The following is a simplified test program to illustrate some of the issues I’m having in my main code right now:
#include <stdio.h>
#include <cuda_runtime.h>
#include "visual/myhelpers.h"
float *fDev;
size_t fPitch;
const int npart = 50;
const int ndim = 2;
__global__ void kernel(float *myfl, int fpitch) {
const int n = threadIdx.x;
const int dim = threadIdx.y;
float *f = (float*)((char*)myfl + dim * fpitch) + n;
*f = 0;
__syncthreads();
printf("n=%i *f= %f / %f, n: %i, dim:%i \n", n, f[n], f[n], n, dim);
if (*f !=0)
printf("BUGBUGBUG *f= %f, n: %i, dim: %i\n", *f, n, dim);
}
void init() {
HANDLE_ERROR(cudaMallocPitch(&fDev, &fPitch, npart * sizeof(float), ndim));
}
int main() {
dim3 threads = dim3(npart, ndim);
init();
HANDLE_ERROR(cudaMemset2D(fDev, fPitch, 0, npart*sizeof(float), ndim));
kernel<<<1, threads>>>(fDev, fPitch);
cudaDeviceSynchronize();
return 0;
}
myhelpers.h is only there for HANDLE_ERROR, which you can imagine the function of.
This code is not tripping the BUGBUGBUG, but is still coming back with *f = -nan sometimes.

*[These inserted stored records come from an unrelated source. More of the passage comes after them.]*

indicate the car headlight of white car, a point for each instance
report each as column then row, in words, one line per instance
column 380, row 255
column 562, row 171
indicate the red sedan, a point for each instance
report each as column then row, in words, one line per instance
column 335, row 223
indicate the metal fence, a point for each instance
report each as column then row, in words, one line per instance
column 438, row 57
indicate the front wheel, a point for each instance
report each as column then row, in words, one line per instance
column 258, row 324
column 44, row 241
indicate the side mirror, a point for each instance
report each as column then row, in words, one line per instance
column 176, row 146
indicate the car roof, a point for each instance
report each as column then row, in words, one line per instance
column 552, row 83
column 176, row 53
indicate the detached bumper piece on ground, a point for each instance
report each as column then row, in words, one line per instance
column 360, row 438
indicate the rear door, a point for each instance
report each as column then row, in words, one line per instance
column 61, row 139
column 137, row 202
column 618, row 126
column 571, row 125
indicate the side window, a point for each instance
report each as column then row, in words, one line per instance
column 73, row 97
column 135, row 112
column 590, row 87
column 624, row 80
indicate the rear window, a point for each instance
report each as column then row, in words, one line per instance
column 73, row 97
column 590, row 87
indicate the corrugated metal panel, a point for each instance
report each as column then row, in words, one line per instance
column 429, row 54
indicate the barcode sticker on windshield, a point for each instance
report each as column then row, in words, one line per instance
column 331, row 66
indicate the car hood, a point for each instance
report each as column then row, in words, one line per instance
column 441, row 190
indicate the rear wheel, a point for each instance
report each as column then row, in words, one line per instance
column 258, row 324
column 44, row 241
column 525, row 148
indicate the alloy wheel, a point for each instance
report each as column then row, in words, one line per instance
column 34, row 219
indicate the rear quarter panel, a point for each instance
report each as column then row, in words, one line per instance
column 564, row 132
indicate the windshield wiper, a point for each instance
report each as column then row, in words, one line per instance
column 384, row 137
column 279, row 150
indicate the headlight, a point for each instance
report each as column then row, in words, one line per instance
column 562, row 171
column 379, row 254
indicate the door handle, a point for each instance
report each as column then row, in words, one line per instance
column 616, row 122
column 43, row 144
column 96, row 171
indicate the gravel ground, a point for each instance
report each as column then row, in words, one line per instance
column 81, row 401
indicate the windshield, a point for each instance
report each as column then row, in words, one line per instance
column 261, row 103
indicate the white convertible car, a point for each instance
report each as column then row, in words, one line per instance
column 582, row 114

To explain some weirdnesses in the code: commenting out the *f=0; does nothing. I eventually want to be rid of that line, but the cudaMemset2d call isn’t always doing what it should (so that’s a backup). The printf line prints *f twice because I was originally printing %x for the second one - that gives even weirder results, making the second n print out a strange large value, and the dim prints out n.
When my program itself is run, I tend to get the BUGBUGBUG (i.e. *f !=0) to trigger fairly often - it will either be nan, or one of 2 or 3 small numbers (seem to correspond to values 0x80000000, 0xa0000000 or 0xe0000000). It also seems to be limited to a few different values of n (in particular 25 and 46).
I’m compiling with: nvcc -arch=sm_30 -g -G -o bugtest bugtest.cu, on a system with two Quadro k5000 cards (obviously only using one at a time).
Any ideas? I’ve been just scratching my head on this one.